How to beginner · 3 min read

How to use GPU with PyTorch

Quick answer
Use torch.cuda.is_available() to check GPU availability and move your tensors and models to GPU with .to('cuda') or .cuda(). This enables PyTorch to leverage GPU acceleration for faster computation.

PREREQUISITES

  • Python 3.8+
  • PyTorch installed with CUDA support (e.g. pip install torch torchvision --extra-index-url https://download.pytorch.org/whl/cu117)
  • A CUDA-capable GPU and appropriate NVIDIA drivers installed

Setup

Install PyTorch with CUDA support matching your GPU and CUDA version. Verify your NVIDIA drivers and CUDA toolkit are installed. Use the official PyTorch installation selector at pytorch.org to get the correct install command.

bash
pip install torch torchvision --extra-index-url https://download.pytorch.org/whl/cu117

Step by step

This example checks for GPU availability, moves a tensor and a model to GPU, and performs a simple tensor operation on the GPU.

python
import torch

# Check if GPU is available
if torch.cuda.is_available():
    device = torch.device('cuda')
    print(f'Using GPU: {torch.cuda.get_device_name(0)}')
else:
    device = torch.device('cpu')
    print('GPU not available, using CPU')

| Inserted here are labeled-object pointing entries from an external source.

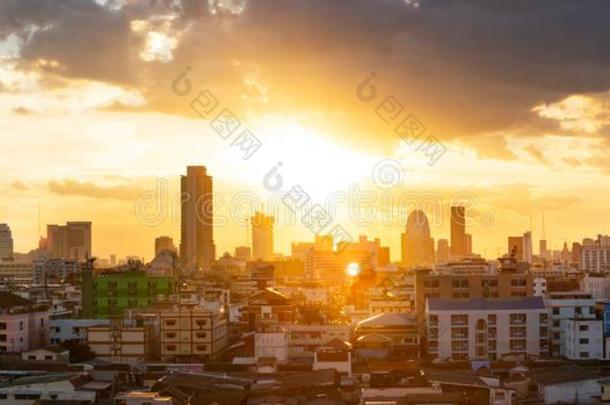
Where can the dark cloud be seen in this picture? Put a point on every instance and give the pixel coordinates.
(464, 67)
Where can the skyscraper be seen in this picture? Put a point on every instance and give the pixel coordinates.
(197, 250)
(71, 241)
(442, 250)
(458, 232)
(418, 246)
(515, 247)
(262, 236)
(6, 242)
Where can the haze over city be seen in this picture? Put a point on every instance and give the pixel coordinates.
(304, 202)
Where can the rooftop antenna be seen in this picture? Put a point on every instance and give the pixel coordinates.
(39, 223)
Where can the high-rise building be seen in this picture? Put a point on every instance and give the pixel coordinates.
(262, 236)
(417, 246)
(442, 250)
(164, 243)
(71, 241)
(197, 250)
(515, 247)
(527, 247)
(544, 253)
(6, 242)
(458, 232)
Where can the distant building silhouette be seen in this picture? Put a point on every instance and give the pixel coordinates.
(6, 242)
(262, 236)
(197, 250)
(458, 232)
(70, 241)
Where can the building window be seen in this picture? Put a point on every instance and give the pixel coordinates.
(459, 319)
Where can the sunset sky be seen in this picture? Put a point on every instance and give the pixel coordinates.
(518, 92)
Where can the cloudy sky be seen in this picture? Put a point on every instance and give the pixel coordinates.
(517, 93)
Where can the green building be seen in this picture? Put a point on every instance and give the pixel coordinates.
(109, 294)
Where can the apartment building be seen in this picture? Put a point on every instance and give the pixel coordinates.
(486, 328)
(304, 340)
(119, 343)
(563, 306)
(501, 284)
(24, 325)
(188, 334)
(583, 339)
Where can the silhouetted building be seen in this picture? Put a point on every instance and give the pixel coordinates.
(418, 246)
(197, 250)
(262, 236)
(164, 243)
(6, 242)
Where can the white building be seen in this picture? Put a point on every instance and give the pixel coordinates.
(487, 329)
(595, 256)
(582, 339)
(6, 242)
(566, 384)
(567, 305)
(539, 286)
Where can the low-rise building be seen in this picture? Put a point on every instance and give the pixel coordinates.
(192, 334)
(23, 324)
(487, 329)
(118, 343)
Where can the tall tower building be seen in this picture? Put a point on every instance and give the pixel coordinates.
(442, 250)
(6, 242)
(262, 236)
(458, 232)
(197, 250)
(527, 247)
(418, 246)
(543, 251)
(71, 241)
(515, 247)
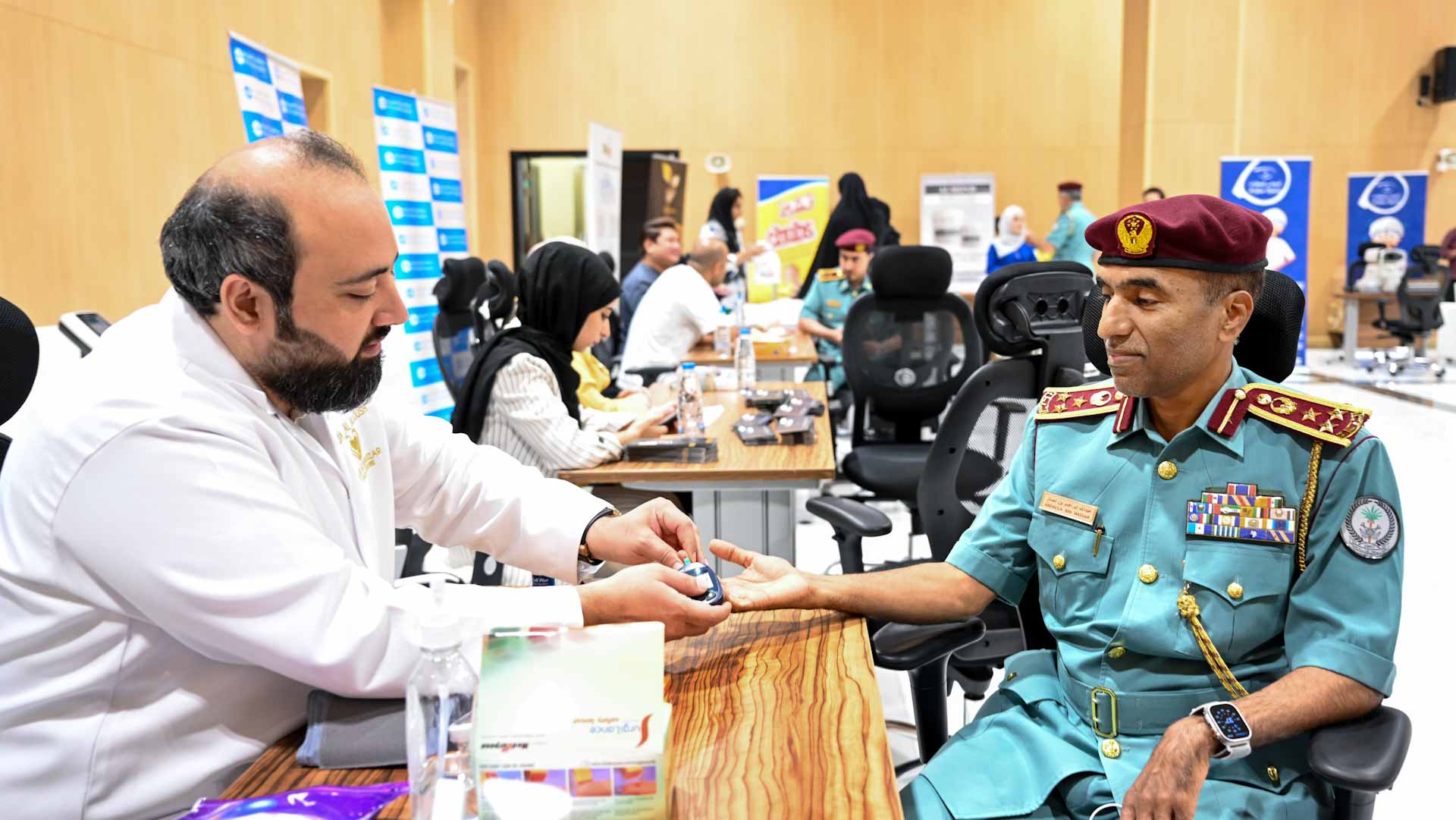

# Create a tensor and move it to the GPU
x = torch.randn(3, 3)
x = x.to(device)
print('Tensor device:', x.device)

# Define a simple model and move it to GPU
model = torch.nn.Linear(3, 1)
model = model.to(device)

# Forward pass with tensor on GPU
output = model(x)
print('Output:', output)
print('Output device:', output.device)
output
Using GPU: NVIDIA GeForce RTX 3080
Tensor device: cuda:0
Output: tensor([[...]], device='cuda:0', grad_fn=<AddmmBackward0>)
Output device: cuda:0

Common variations

  • Use .cuda() as shorthand for .to('cuda').
  • For multi-GPU setups, specify device IDs like torch.device('cuda:1').
  • Use torch.nn.DataParallel or torch.nn.parallel.DistributedDataParallel for multi-GPU training.
  • Check GPU memory usage with torch.cuda.memory_allocated() and torch.cuda.memory_reserved().

Troubleshooting

  • If torch.cuda.is_available() returns False, verify your CUDA drivers and PyTorch CUDA version match.
  • Restart your machine after installing NVIDIA drivers.
  • Ensure your GPU supports the CUDA version installed.
  • Use nvidia-smi in terminal to check GPU status.
  • If you get RuntimeError: CUDA out of memory, reduce batch size or clear cache with torch.cuda.empty_cache().

Key Takeaways

  • Always check GPU availability with torch.cuda.is_available() before using GPU.
  • Move both your model and tensors to the GPU device using .to('cuda') or .cuda().
  • Use torch.device objects to write device-agnostic code that works on CPU or GPU.
  • For multi-GPU, specify device IDs and consider parallel wrappers like DataParallel.
  • Troubleshoot CUDA errors by verifying driver versions, GPU compatibility, and memory usage.